How to grep for same string but multiple files at the same time?

  • I have a set of log files that I need to review and I would like to search specific strings on the same files at once Is this possible? Currently I am using

    grep -E 'fatal|error|critical|failure|warning|' /path_to_file

    How do I use this and search for the strings of multiple files at once? If this is something that needs to be scripted, can someone provide a simple script to do this?

    `grep` can take more than one file argument.

  • grep -E 'fatal|error|critical|failure|warning|' *.log

    How do I get `grep` to skip directories, but still recursively check all files? `grep -E 'text' **/*` works, but gives an error message for each subdirectory (and then correctly checks all files in them)

    @Jorn, really you should ask a new question, but use `find . -type f -exec grep -E 'fatal|error|critical|failure|warning' {} +`

    I get `grep: invalid max count`, so I used jherrans answer

  • You could use something like this:

    find . -name "*.log" | xargs grep -E 'fatal|error|critical|failure|warning|'

    This will find every file with .log as extension and apply the grep command.

    That was too easy :) Actually all of my files are .log so "grep -E 'fatal|error|critical|failure|warning' *.log works too.

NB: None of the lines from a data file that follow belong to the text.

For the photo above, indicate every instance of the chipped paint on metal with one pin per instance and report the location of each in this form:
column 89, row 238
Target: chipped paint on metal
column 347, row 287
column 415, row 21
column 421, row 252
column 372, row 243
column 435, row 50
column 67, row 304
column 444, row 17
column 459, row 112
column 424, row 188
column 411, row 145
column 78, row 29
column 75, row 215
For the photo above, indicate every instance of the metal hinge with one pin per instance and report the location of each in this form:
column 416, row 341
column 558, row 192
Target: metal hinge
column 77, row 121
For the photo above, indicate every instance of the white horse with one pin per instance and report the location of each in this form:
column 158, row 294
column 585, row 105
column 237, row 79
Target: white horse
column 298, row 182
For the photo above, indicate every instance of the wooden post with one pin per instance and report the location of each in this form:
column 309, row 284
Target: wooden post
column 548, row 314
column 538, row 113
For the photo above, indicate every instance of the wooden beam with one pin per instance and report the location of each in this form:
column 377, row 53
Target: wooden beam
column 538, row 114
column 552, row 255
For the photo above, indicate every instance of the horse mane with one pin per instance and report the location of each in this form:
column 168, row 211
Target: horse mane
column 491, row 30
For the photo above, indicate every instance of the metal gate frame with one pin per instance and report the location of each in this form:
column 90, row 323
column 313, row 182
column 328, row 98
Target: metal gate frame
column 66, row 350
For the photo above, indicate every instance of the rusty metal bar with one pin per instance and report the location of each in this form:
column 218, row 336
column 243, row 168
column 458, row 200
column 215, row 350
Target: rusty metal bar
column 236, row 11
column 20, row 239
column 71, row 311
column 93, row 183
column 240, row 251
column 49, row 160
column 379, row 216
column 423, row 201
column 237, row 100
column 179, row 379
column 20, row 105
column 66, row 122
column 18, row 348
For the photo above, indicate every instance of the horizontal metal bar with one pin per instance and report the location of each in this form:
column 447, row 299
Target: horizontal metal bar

Thanks!

    What a great effort of comprehension/adaptation user53029 !

    Why bother with `xargs` and the possibility for severe breakage on whitespace in filenames when you can just use `find . -name '*.log' -exec grep -E 'fatal|error|critical|failure|warning' {} +`?

  • If it is simpler, you can just specify each file one after the other.

    grep -E 'fatal|error|critical|failure|warning' file1.log file2.log 

    So simple, but was looking for this for too long :0

  • If you need to grep on a arbitrary set of file names that cannot be retrieved by a regular expression:

    grep -E 'fatal|error|critical|failure|warning|' `cat<<FIN
    > file1
    > file2
    > ...
    > filen
    > FIN`

    What's the advantage over pasting the filenames one after another? You can compiled the file name list on a text file and then paste it.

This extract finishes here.